I feel like a stranger



  • I need to let something out a bit, and i can’t let it out to my friends or family, so here i am.

    I’m a 22 yo female and currently doing internship in a studio. At first i was very happy about joining the team because the people are friendly and very very helpful, but now i feel very left out because of two other interns in my office.

    The other two intern is also females and their hobby and interests overlaps with each other, talking about expensive make ups, clothings, etc. Meanwhile here i am feeling a little bit left out because i, personally don’t have the luxury of spending money on unnecessary things.

    At first i thought it was just me being pessimistic. But time over time i feel like they really take me as the “less one”. If I say somethingg, they says something over me like i was not talking at all. Yes, i have small voice, and i’m afraid to talk loudly because i used to have super loud voice, and being reprimanded by my family everyday makes me not confident in my voice. There was even time when i’m trying to talk about something and one of them turning on a freaking video with loudspeaker so my voice is overshadowed.

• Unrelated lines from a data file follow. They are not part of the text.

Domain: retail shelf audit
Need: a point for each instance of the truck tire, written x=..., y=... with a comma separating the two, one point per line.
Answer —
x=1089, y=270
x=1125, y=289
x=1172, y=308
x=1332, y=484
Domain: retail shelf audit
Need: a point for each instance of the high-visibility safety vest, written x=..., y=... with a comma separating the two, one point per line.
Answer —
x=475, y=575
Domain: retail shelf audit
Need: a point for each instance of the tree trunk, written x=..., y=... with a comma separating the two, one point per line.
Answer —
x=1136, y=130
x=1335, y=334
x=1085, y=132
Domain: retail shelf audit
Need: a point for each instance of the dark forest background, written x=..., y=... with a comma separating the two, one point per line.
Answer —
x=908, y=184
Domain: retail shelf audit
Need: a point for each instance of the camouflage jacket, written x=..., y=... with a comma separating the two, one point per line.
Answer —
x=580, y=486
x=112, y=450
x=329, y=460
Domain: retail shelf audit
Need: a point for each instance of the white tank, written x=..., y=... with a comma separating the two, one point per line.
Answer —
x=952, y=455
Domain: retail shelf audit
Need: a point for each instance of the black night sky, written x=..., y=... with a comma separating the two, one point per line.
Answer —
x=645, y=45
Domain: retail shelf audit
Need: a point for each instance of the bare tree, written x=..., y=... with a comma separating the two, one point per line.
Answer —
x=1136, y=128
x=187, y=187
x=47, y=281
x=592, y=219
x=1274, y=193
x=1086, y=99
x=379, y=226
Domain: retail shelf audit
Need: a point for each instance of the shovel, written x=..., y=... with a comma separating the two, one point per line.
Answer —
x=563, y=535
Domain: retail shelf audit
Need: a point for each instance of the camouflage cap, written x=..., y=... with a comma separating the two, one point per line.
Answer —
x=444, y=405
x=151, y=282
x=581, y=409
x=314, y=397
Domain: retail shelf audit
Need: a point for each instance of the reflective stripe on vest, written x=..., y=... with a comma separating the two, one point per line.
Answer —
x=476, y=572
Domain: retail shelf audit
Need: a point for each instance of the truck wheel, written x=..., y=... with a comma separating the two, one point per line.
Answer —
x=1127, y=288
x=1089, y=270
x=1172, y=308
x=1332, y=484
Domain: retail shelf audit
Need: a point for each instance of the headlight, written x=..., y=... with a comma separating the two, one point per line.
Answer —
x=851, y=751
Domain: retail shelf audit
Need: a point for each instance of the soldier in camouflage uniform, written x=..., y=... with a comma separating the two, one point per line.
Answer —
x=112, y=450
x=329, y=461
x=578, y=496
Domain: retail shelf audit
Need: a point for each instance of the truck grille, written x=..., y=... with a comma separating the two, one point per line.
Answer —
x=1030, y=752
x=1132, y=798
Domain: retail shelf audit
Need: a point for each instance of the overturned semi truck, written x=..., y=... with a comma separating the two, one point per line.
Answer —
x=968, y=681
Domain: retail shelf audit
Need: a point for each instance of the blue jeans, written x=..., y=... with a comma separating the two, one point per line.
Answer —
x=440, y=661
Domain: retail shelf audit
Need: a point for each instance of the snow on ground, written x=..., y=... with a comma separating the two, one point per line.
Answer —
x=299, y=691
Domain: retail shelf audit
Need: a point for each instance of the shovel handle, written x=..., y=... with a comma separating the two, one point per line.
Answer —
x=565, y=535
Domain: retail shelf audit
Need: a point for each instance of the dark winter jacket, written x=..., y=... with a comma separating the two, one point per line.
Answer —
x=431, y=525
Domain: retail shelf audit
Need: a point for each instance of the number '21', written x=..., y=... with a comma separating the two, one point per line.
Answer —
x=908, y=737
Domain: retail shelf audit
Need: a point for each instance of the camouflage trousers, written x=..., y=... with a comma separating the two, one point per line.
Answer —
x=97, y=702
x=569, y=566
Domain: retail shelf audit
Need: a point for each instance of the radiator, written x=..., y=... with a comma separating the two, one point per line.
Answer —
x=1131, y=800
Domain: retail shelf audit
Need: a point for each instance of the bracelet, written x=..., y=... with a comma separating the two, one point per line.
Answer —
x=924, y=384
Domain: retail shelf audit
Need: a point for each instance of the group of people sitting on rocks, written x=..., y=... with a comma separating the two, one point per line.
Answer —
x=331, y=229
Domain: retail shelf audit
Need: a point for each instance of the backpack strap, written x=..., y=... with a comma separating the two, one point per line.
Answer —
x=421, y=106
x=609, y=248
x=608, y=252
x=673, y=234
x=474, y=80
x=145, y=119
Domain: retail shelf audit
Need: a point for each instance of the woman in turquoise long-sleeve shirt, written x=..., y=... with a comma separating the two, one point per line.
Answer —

    I feel angry, but they are the type who would only say “whoa chill bro” without really thinking that i’m really is upset over that, so i don’t want to waste my breath over it.

    One time one of the intern is shading me over liking a band, like i’m less than her because i like a freaking band and she likes multiple indie bands. But a week later they arebeing super nice to me because I have done my assignments for uni purpose first and they need my source to do theirs. They are being super nice to me for two days and the next time i met them they’re back to dissmiss me like before.

    I don’t know if i’m being oversenditive or what, but I know that the patience limits of each persons are different, and clearly i’m reaching my limit. I only want to let this out of my chest. Believe me or not i’m not the type to hold grudges, but i tend to remember them and it keeps piling up.

    If you read this, thank you and anyone is welcome to reply to this however you want.